Jonnie Penn is a New York Times Bestselling author, a Google Technology Policy Fellow, and a Rausing, Williamson and Lipton doctoral scholar studying the history and philosophy of artificial intelligence at the University of Cambridge. He is currently a visiting scholar in the STS department at MIT and a BKMLA Assembly Fellow at the MIT Media Lab and Harvard’s Berkman Kline Centre for Society and Internet, where he studies issues related to AI and Governance. He is the co-founder of The Buried Life, a popular youth movement and TV series syndicated in 70+ countries that asks, “What do you want to do before you die?” Jonnie volunteers on the IEEE’s Working Group on a Standard for Child and Student Data Governance (IEEE P7004). He hold degrees from the University of Cambridge and McGill University.
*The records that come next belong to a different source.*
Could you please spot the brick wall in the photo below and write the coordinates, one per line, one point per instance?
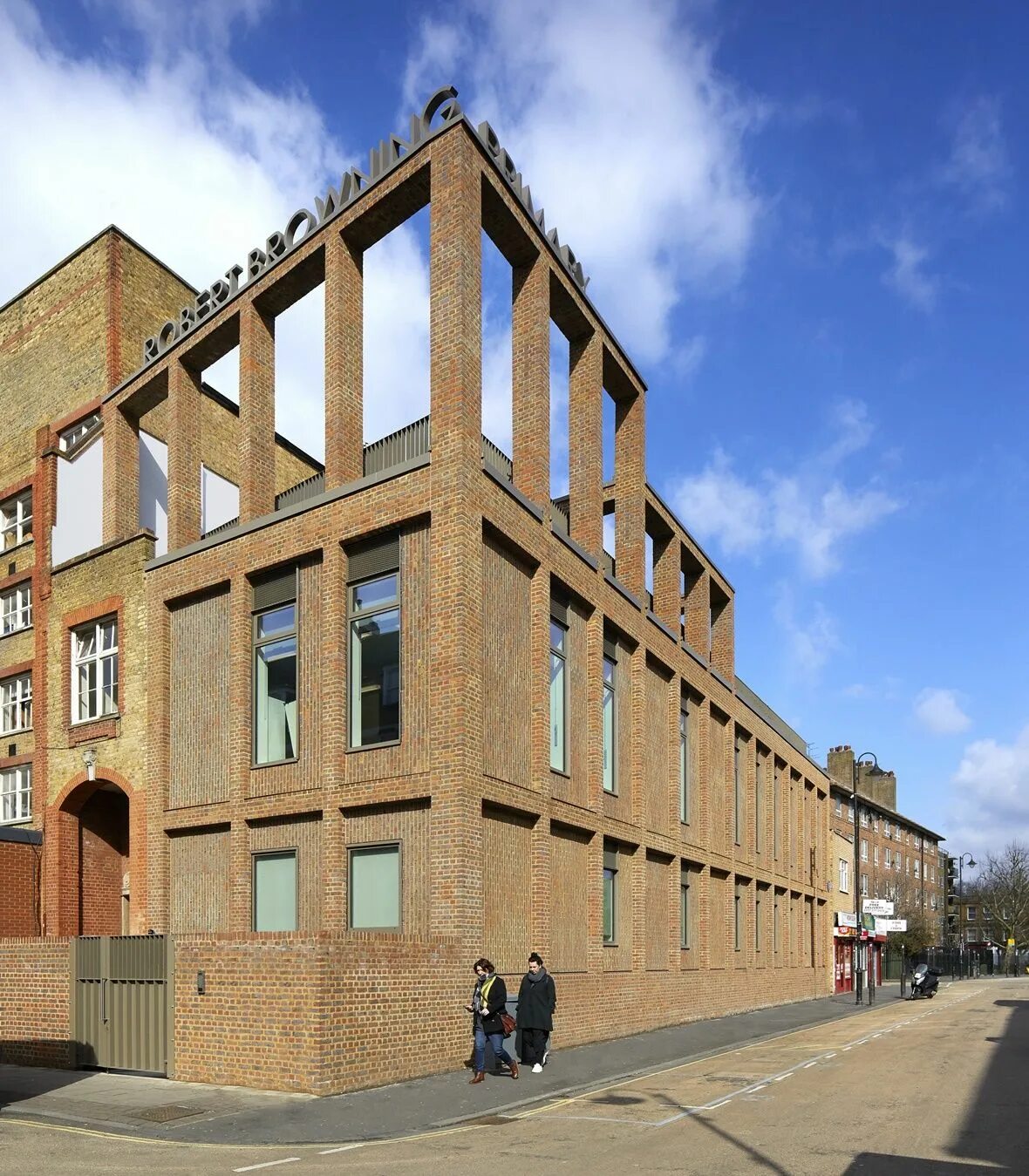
(36, 1003)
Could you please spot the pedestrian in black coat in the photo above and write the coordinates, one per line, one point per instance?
(537, 1000)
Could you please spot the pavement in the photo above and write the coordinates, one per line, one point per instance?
(185, 1111)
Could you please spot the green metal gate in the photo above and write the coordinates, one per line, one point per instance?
(122, 1003)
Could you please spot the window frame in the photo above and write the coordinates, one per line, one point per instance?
(21, 519)
(19, 772)
(99, 656)
(17, 701)
(285, 852)
(365, 846)
(355, 616)
(258, 643)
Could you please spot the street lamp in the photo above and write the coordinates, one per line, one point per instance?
(961, 861)
(860, 949)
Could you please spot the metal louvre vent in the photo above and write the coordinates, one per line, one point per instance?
(279, 588)
(373, 558)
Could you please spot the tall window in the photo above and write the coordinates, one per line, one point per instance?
(375, 661)
(559, 695)
(276, 683)
(16, 520)
(94, 670)
(16, 794)
(16, 609)
(610, 775)
(374, 888)
(274, 890)
(610, 874)
(685, 765)
(16, 704)
(685, 910)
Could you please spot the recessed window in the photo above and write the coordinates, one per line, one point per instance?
(16, 704)
(16, 520)
(559, 695)
(375, 661)
(94, 670)
(16, 794)
(16, 609)
(276, 892)
(374, 887)
(610, 777)
(276, 735)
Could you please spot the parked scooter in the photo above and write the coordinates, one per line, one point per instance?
(924, 981)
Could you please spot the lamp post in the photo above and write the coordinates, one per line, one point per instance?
(960, 900)
(860, 949)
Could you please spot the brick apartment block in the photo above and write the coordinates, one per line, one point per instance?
(404, 710)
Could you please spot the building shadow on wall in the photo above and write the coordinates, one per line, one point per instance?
(995, 1128)
(30, 1069)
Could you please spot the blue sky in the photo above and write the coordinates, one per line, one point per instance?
(805, 223)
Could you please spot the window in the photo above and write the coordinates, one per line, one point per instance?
(610, 724)
(94, 670)
(16, 704)
(374, 887)
(685, 765)
(685, 912)
(610, 896)
(16, 794)
(16, 609)
(274, 902)
(16, 519)
(559, 694)
(276, 676)
(375, 661)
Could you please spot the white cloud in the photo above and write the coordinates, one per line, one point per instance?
(907, 274)
(208, 162)
(978, 165)
(647, 186)
(810, 514)
(991, 795)
(938, 711)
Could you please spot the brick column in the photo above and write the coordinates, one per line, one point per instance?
(455, 538)
(184, 455)
(586, 442)
(630, 488)
(256, 413)
(120, 474)
(530, 379)
(344, 363)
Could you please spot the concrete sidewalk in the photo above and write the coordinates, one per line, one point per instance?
(157, 1108)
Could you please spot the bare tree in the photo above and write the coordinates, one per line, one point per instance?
(1004, 887)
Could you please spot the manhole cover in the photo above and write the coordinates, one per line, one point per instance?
(166, 1114)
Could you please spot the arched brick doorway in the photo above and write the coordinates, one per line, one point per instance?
(91, 878)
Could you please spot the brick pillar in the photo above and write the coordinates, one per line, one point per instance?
(630, 488)
(344, 363)
(586, 442)
(184, 455)
(530, 379)
(455, 538)
(256, 413)
(667, 599)
(120, 474)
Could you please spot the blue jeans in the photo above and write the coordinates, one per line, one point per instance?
(495, 1040)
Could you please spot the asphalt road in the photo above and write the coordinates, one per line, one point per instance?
(930, 1087)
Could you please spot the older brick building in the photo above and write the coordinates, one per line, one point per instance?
(408, 710)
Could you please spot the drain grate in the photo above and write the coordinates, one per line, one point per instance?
(166, 1114)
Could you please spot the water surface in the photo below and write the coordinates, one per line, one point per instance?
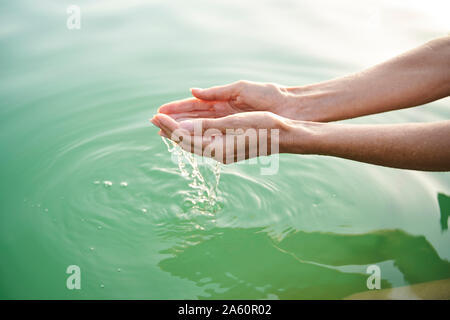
(74, 110)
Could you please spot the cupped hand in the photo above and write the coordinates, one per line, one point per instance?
(229, 139)
(221, 101)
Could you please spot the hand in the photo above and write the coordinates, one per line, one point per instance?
(229, 139)
(221, 101)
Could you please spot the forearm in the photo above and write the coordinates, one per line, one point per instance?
(416, 77)
(417, 146)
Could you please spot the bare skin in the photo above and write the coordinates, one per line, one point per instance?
(413, 78)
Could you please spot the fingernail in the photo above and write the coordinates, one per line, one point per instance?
(187, 125)
(155, 121)
(162, 134)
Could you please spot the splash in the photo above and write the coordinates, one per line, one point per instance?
(204, 183)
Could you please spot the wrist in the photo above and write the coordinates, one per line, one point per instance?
(317, 102)
(301, 137)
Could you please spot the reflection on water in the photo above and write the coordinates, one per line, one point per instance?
(302, 265)
(74, 109)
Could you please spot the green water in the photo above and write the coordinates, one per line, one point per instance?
(74, 109)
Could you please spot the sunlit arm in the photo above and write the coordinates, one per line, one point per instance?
(416, 77)
(417, 146)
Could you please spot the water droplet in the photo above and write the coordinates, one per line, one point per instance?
(107, 183)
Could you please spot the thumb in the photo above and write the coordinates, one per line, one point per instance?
(223, 93)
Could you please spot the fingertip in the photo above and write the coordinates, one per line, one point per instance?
(154, 121)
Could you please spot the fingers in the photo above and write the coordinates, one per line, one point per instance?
(185, 105)
(203, 126)
(165, 123)
(223, 93)
(194, 115)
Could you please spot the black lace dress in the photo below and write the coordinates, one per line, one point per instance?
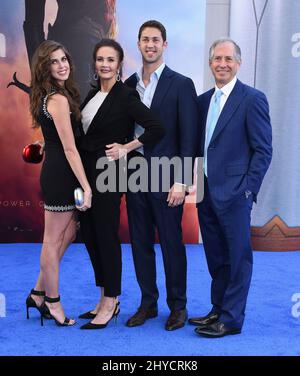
(57, 178)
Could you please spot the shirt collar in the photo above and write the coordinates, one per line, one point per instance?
(157, 72)
(227, 89)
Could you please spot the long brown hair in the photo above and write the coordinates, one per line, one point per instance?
(42, 82)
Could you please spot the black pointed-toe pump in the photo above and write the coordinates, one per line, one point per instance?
(46, 310)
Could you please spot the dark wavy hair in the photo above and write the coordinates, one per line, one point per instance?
(43, 83)
(109, 42)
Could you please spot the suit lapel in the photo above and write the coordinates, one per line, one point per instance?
(97, 121)
(163, 86)
(232, 103)
(204, 110)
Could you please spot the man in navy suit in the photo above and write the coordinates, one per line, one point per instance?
(172, 98)
(237, 149)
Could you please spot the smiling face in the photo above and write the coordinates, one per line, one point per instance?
(152, 46)
(59, 67)
(224, 64)
(107, 63)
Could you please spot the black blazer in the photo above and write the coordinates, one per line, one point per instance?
(115, 119)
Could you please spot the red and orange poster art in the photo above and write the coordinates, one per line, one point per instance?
(23, 25)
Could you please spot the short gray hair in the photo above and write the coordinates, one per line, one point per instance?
(237, 50)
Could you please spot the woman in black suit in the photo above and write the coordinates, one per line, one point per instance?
(108, 116)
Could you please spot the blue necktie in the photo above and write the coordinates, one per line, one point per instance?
(212, 118)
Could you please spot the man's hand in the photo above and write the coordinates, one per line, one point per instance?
(115, 151)
(176, 195)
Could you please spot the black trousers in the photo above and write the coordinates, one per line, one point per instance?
(145, 213)
(99, 228)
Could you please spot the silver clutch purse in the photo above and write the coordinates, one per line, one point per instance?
(78, 196)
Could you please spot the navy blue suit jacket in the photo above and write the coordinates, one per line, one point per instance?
(240, 149)
(175, 105)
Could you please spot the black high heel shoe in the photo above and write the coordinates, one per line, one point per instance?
(115, 314)
(46, 310)
(30, 302)
(89, 314)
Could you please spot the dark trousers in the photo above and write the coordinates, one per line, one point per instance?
(226, 239)
(99, 228)
(145, 213)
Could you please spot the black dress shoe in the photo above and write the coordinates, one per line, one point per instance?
(216, 330)
(87, 315)
(176, 319)
(205, 320)
(141, 315)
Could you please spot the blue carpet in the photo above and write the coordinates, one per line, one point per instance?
(270, 328)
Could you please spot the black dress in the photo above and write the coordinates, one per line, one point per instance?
(57, 178)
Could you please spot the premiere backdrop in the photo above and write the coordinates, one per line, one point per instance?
(268, 32)
(78, 24)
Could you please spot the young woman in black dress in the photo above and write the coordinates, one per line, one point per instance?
(54, 105)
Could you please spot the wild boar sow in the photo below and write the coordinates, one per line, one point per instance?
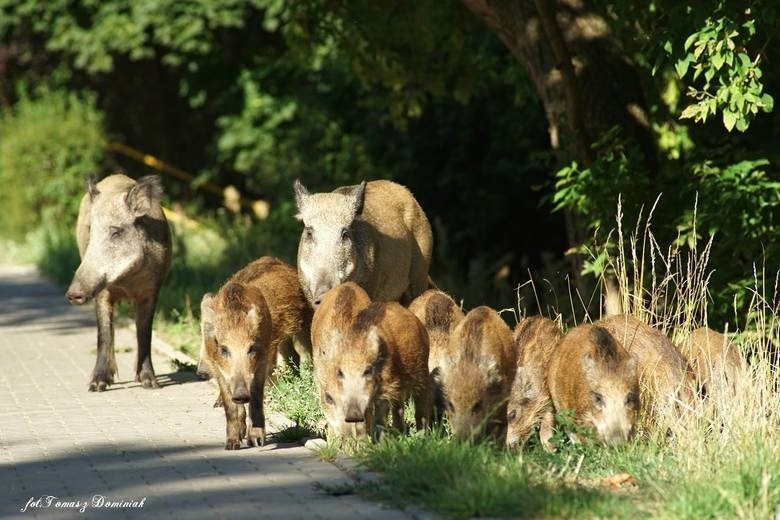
(257, 311)
(374, 234)
(477, 373)
(592, 375)
(125, 247)
(529, 401)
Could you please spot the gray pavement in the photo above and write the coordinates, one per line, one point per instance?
(163, 447)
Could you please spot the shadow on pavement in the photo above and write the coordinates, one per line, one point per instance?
(178, 479)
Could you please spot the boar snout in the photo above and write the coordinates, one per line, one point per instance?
(240, 393)
(77, 294)
(354, 414)
(203, 371)
(76, 297)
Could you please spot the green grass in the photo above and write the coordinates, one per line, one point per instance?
(293, 394)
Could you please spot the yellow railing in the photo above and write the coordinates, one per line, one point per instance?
(231, 197)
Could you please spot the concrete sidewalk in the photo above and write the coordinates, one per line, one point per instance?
(161, 448)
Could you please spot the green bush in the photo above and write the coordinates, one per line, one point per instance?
(48, 146)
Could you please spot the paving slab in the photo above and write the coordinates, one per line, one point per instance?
(131, 452)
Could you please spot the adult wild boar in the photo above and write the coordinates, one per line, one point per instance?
(529, 401)
(592, 375)
(257, 311)
(374, 234)
(125, 247)
(477, 375)
(665, 377)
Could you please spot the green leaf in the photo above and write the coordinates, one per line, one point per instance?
(718, 60)
(690, 111)
(729, 119)
(682, 66)
(768, 102)
(689, 40)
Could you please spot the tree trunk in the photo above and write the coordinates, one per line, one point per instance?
(585, 82)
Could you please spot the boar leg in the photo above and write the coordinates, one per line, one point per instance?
(398, 416)
(235, 419)
(144, 314)
(105, 365)
(546, 431)
(423, 409)
(256, 433)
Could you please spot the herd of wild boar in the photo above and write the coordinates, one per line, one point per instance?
(362, 307)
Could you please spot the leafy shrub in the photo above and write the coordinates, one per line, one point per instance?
(48, 145)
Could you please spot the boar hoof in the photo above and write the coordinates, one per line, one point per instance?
(256, 436)
(233, 444)
(147, 380)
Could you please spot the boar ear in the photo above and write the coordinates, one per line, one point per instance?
(144, 196)
(207, 307)
(358, 198)
(301, 194)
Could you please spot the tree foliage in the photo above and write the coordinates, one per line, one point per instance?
(258, 92)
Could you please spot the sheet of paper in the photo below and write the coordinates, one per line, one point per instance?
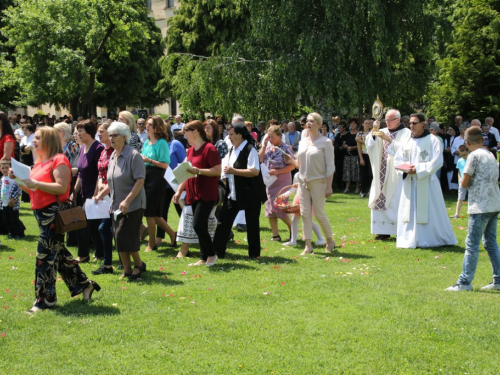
(21, 171)
(181, 174)
(224, 163)
(404, 167)
(169, 176)
(99, 210)
(116, 214)
(268, 179)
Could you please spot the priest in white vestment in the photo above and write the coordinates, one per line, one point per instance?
(387, 183)
(422, 217)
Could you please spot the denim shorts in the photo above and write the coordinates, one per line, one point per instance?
(462, 193)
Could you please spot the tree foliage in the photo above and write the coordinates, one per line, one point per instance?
(468, 81)
(66, 50)
(321, 53)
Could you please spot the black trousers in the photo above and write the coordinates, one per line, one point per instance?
(201, 213)
(339, 171)
(13, 225)
(160, 233)
(366, 174)
(228, 213)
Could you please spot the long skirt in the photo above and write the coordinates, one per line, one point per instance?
(52, 257)
(272, 192)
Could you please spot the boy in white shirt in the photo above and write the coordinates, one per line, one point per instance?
(481, 178)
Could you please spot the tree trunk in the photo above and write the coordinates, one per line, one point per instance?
(73, 107)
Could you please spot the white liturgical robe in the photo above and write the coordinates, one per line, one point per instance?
(422, 217)
(385, 181)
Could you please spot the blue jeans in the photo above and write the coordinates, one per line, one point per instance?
(481, 226)
(106, 233)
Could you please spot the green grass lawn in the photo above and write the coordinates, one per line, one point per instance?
(369, 308)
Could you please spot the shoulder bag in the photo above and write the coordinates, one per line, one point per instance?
(69, 218)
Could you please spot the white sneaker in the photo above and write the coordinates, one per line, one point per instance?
(491, 286)
(459, 288)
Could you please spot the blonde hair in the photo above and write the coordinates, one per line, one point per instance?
(317, 117)
(62, 126)
(51, 142)
(130, 120)
(276, 129)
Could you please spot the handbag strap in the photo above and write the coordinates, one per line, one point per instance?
(54, 180)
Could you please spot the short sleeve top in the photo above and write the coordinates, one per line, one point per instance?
(42, 173)
(158, 151)
(123, 171)
(484, 195)
(316, 158)
(87, 168)
(6, 139)
(203, 188)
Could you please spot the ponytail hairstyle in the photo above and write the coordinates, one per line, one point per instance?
(240, 128)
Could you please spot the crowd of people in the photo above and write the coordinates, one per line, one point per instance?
(401, 163)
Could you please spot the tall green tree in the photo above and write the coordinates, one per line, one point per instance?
(320, 53)
(66, 51)
(7, 89)
(468, 82)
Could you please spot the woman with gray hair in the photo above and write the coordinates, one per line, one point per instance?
(126, 174)
(128, 118)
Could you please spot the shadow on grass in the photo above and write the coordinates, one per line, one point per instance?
(263, 258)
(157, 277)
(446, 249)
(31, 238)
(339, 253)
(77, 307)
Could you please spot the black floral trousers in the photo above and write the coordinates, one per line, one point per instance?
(52, 257)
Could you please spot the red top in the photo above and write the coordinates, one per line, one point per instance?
(41, 172)
(203, 188)
(5, 139)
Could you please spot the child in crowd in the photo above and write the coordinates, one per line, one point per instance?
(296, 217)
(462, 192)
(481, 177)
(10, 193)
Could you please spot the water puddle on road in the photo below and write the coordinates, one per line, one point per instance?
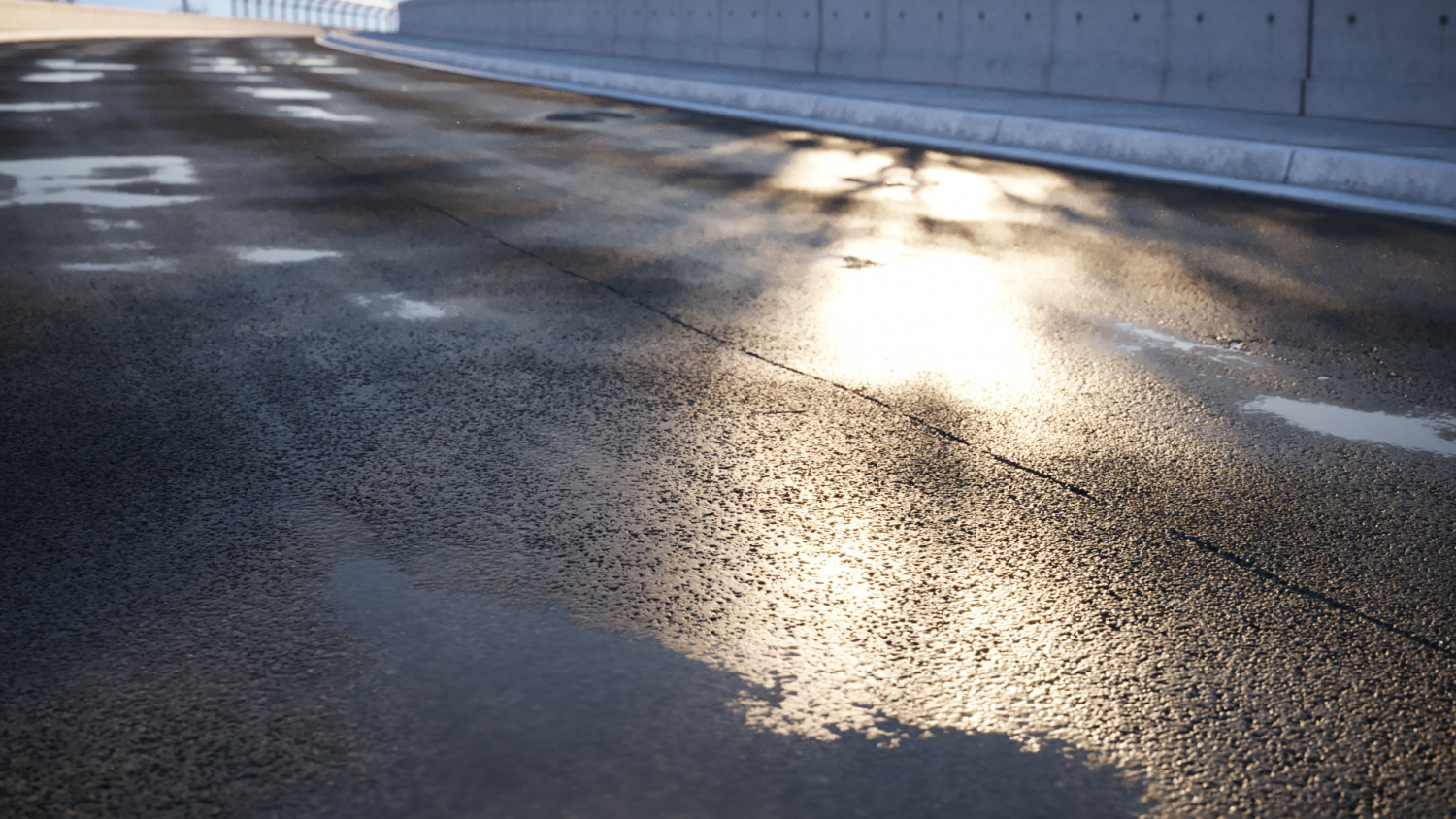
(44, 107)
(1423, 434)
(284, 93)
(314, 113)
(1155, 340)
(281, 255)
(73, 72)
(146, 265)
(221, 66)
(96, 180)
(396, 306)
(113, 224)
(61, 78)
(75, 66)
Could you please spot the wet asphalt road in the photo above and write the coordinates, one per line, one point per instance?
(381, 442)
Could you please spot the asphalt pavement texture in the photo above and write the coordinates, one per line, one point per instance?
(384, 442)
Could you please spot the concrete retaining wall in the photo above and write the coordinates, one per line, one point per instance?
(28, 19)
(1383, 60)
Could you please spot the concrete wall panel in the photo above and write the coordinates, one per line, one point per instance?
(742, 32)
(1111, 49)
(792, 35)
(1237, 54)
(853, 38)
(922, 41)
(1007, 44)
(629, 34)
(1385, 60)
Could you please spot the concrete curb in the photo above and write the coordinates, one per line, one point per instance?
(1412, 188)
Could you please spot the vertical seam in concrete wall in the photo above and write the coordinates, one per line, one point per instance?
(1168, 54)
(1051, 51)
(818, 43)
(1309, 54)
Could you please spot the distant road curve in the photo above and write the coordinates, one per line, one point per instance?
(32, 19)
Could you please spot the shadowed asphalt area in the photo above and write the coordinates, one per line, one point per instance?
(395, 443)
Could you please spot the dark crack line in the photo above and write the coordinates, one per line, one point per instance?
(1199, 542)
(1310, 594)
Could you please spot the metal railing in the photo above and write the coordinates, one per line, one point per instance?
(355, 15)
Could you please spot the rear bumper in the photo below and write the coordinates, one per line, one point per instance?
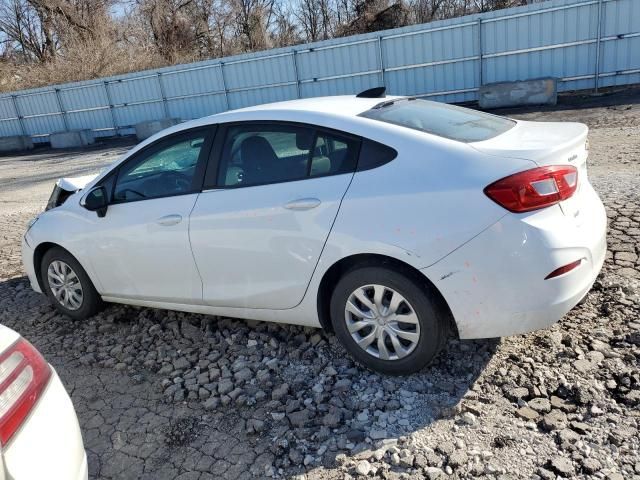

He has spoken about the United Nations, House of Lords, and to Fortune-500

 

Talk Abstract

This talk introduces unexplored aspects from the history of artificial intelligence to inform contemporary debates regarding the benefits and limits of introducing machine learning and other AI tools into daily government operations. Solutions related to the modernisation of social protection systems are put forward to address ‘intelligence inequality’, a rapidly-maturing cousin of income inequality characterized by an extreme maldistribution of data (and access to data) rather than capital.